A minha principal motivação para frequentar a ação de formação foi conseguir obter mais um certificado em papel, ou em formato digital, para anexar ao meu relatório de autoavaliação anual, cumprindo assim uma das formalidades legais indispensáveis para poder, eventualmente, vir a progredir na carreira docente que abracei há mais de 30 anos. Também me atraiu a circunstância da carga horária do curso ter uma grande componente on-line e as Alterações Climáticas serem um assunto na ordem do dia, cuja compreensão e explicação implica o domínio de leis e conceitos científicos que todos os dias leciono na Escola Secundária de Oliveira do Castelo, onde sou professor de Física e Química. Portanto, a minha expectativa era receber formação especializada no âmbito das alterações climáticas e do aquecimento global, porque, dada a minha formação científica de base em Física, e sendo professor do ensino secundário, não estava à espera de receber lições de literacia científica de quem quer que fosse.
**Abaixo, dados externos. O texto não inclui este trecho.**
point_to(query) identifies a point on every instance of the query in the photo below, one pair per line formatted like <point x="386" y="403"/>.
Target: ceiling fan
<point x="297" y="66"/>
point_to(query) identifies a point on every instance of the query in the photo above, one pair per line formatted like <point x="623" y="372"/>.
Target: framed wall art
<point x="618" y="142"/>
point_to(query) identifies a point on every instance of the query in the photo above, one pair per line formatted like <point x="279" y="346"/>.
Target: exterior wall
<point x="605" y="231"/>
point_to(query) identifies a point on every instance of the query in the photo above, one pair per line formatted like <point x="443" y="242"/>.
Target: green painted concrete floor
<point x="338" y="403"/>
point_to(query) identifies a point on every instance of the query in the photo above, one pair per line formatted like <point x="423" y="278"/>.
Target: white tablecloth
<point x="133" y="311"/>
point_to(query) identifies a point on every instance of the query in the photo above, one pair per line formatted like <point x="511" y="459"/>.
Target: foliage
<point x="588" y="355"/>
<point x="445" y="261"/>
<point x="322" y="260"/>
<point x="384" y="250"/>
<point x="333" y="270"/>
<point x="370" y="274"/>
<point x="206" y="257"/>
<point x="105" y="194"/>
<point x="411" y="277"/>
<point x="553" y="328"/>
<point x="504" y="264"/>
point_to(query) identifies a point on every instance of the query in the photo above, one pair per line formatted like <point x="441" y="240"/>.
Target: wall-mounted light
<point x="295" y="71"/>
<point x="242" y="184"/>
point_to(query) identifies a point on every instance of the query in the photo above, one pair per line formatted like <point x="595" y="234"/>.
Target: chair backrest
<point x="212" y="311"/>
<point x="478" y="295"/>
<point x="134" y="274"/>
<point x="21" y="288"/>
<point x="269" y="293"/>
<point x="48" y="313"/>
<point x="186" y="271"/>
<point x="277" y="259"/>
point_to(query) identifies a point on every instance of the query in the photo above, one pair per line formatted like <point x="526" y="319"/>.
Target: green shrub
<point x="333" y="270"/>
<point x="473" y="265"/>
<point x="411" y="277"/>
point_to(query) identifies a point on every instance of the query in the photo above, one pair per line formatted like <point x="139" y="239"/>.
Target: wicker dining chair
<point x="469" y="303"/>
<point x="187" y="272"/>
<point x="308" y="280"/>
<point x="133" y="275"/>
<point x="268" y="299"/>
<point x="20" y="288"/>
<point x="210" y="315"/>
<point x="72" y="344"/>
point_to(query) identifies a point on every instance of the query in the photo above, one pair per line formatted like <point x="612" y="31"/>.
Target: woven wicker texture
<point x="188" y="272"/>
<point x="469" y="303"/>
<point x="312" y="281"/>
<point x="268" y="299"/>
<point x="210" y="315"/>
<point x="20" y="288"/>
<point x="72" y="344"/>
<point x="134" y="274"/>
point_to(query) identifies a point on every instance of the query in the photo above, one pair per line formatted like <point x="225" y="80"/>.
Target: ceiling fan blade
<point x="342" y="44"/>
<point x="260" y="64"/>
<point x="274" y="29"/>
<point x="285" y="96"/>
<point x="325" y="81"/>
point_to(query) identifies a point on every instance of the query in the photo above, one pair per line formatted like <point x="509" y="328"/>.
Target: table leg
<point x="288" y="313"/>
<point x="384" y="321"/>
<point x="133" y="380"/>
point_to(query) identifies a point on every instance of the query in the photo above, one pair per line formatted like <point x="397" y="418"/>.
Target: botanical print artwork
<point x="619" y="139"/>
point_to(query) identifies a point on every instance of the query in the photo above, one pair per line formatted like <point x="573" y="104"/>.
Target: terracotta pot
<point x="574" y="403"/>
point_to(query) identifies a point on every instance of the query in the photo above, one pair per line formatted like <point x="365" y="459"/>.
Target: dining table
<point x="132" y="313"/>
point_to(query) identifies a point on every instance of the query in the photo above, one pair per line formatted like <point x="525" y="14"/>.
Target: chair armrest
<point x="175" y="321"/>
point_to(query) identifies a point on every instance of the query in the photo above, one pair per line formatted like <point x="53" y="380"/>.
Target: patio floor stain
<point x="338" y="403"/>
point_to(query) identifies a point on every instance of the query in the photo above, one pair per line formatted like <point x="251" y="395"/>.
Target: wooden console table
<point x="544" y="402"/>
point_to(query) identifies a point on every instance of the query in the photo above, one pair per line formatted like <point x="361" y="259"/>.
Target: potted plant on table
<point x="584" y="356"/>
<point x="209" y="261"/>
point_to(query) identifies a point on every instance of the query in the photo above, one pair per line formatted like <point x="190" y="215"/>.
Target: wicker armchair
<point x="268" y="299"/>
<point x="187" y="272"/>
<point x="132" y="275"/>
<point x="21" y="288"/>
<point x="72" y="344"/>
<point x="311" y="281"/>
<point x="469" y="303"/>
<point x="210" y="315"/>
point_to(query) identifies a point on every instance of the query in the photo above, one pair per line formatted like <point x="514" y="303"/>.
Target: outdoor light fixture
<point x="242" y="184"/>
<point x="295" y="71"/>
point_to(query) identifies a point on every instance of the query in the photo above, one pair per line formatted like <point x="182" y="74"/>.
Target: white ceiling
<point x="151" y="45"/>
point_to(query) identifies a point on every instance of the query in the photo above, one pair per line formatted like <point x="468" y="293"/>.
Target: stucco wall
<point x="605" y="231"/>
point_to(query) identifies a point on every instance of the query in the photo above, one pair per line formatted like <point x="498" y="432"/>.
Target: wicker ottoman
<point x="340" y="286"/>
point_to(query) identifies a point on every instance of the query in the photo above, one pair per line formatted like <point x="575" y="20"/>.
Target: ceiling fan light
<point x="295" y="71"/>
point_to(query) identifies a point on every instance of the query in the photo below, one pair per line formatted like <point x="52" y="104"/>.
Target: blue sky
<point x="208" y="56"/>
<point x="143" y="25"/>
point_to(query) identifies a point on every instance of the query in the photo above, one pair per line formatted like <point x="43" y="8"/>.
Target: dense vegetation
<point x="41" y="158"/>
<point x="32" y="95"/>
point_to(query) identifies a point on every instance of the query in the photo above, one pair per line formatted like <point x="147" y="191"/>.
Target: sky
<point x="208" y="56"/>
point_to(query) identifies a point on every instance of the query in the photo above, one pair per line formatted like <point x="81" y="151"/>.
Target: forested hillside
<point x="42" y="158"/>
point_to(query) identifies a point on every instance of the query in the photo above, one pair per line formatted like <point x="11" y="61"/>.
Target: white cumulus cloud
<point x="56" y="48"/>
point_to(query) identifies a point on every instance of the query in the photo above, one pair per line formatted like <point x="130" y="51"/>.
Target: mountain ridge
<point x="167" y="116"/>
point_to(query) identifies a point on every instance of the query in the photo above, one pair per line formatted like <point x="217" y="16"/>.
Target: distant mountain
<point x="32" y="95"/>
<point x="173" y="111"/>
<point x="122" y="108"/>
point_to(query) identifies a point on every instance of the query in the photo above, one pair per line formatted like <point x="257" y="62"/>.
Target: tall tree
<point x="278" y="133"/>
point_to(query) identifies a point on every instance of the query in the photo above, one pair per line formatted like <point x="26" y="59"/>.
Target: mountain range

Qual não é o meu espanto, quando, iniciado o curso, verifico que, junto com a literacia científica, também apanho com uma ensaboadela em jornalismo, através de vídeos e outros documentos disponibilizados na plataforma da ação na internet!
Na escola, quem deve decidir se o tratamento em sala de aula de um certo tema da atualidade noticiosa é, ou não, uma boa estratégia de ensino, são os professores - todos os professores -, quer frequentem, ou não, ações de formação.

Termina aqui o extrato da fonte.